Flawed Permission Logic Enabled Access Bypass
A supply chain vulnerability was discovered in the GitHub Actions workflow used by Claude Code, Anthropic’s AI coding assistant. Security researcher RyotaK identified that the workflow’s checkWritePermissions function incorrectly trusted any automated bot account, regardless of its actual write access to the repository. Because GitHub Apps automatically have read access to public repositories and can open issues or pull requests using only an installation token, an attacker could bypass the intended permission restriction.
The attack required only a few steps. An attacker would create a malicious GitHub App, install it on a repository they control, and then use its token to open an issue or pull request on a target public repository. The workflow would then process content from this unauthenticated bot account, granting it the same privileges as a legitimate contributor.

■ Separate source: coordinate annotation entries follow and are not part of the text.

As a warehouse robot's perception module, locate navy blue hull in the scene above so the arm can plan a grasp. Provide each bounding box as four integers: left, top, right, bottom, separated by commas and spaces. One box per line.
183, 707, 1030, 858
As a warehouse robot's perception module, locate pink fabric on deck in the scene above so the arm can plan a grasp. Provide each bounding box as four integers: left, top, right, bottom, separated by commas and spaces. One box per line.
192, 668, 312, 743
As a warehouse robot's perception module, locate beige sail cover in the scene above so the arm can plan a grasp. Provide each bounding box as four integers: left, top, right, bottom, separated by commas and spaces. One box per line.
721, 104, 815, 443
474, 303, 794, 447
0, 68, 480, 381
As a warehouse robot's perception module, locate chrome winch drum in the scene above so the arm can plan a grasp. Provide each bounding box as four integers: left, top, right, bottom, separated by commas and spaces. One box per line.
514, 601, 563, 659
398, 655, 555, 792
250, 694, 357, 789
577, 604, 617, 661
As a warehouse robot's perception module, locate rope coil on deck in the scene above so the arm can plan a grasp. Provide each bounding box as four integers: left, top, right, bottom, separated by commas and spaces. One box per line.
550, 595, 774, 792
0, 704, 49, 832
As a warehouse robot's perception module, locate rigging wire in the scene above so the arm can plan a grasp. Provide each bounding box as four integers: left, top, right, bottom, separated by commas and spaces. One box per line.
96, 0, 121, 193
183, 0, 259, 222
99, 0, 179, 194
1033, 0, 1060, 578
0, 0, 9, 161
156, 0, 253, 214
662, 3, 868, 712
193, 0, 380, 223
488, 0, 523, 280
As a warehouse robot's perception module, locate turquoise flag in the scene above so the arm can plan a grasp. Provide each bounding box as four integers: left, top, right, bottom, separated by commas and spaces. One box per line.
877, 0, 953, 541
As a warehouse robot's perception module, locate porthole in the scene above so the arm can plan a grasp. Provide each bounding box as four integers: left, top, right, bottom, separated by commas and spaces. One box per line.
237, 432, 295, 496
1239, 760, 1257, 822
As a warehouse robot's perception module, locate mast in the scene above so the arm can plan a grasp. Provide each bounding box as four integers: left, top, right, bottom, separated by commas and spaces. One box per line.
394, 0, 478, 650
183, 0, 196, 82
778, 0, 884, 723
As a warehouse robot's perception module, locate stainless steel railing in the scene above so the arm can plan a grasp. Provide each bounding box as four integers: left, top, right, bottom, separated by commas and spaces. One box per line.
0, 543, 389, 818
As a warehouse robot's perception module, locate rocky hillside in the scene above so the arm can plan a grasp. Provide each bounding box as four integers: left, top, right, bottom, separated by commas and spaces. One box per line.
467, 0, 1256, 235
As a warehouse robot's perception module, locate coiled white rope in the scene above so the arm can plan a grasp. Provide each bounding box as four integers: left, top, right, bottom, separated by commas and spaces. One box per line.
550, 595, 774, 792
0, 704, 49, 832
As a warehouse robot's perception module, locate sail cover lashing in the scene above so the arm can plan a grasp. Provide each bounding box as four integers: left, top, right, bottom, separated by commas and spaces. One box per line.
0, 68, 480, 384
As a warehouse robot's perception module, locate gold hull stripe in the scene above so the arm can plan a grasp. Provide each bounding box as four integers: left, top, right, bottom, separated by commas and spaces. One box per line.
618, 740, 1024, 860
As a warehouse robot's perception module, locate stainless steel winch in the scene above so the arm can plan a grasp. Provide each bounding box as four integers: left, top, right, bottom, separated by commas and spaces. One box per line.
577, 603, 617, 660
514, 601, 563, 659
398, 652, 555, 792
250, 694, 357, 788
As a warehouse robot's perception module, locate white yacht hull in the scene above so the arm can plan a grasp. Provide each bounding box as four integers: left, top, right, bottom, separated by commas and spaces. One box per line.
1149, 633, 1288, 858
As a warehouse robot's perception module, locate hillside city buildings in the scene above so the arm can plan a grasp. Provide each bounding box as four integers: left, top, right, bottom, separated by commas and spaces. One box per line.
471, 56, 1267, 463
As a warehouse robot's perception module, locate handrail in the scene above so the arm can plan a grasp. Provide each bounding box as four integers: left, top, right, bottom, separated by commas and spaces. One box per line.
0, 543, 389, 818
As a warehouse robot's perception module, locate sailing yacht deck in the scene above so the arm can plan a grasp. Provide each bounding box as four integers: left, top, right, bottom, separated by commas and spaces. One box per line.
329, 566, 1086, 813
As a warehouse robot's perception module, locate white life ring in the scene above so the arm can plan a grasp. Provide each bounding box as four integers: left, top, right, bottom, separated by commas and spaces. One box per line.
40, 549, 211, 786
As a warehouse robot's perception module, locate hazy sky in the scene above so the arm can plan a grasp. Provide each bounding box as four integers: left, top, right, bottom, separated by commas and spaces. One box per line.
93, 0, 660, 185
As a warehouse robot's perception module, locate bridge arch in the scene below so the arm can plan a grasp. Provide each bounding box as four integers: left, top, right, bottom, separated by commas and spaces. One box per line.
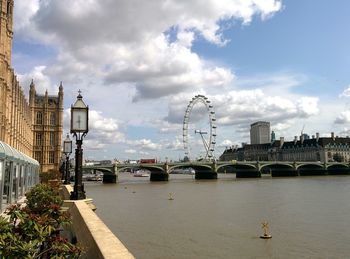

Exploitation Through Prompt Injection
Once the permission check was bypassed, an attacker could inject a malicious description into the issue or pull request. This description would appear to Claude Code as a fake error message, triggering embedded commands without additional user approval. The tool allows certain system commands like cat and head to run automatically, giving the attacker access to environment variables from the workflow process.
Among the exposed variables were the credentials needed to request an OIDC token from GitHub Actions. With this token, an attacker could obtain a privileged installation token for the Claude GitHub App, exfiltrate secrets, steal OIDC tokens, and push malicious code to any downstream repository depending on the Claude Code workflow. The vulnerability was patched in Claude Code GitHub Actions version 1.0.94.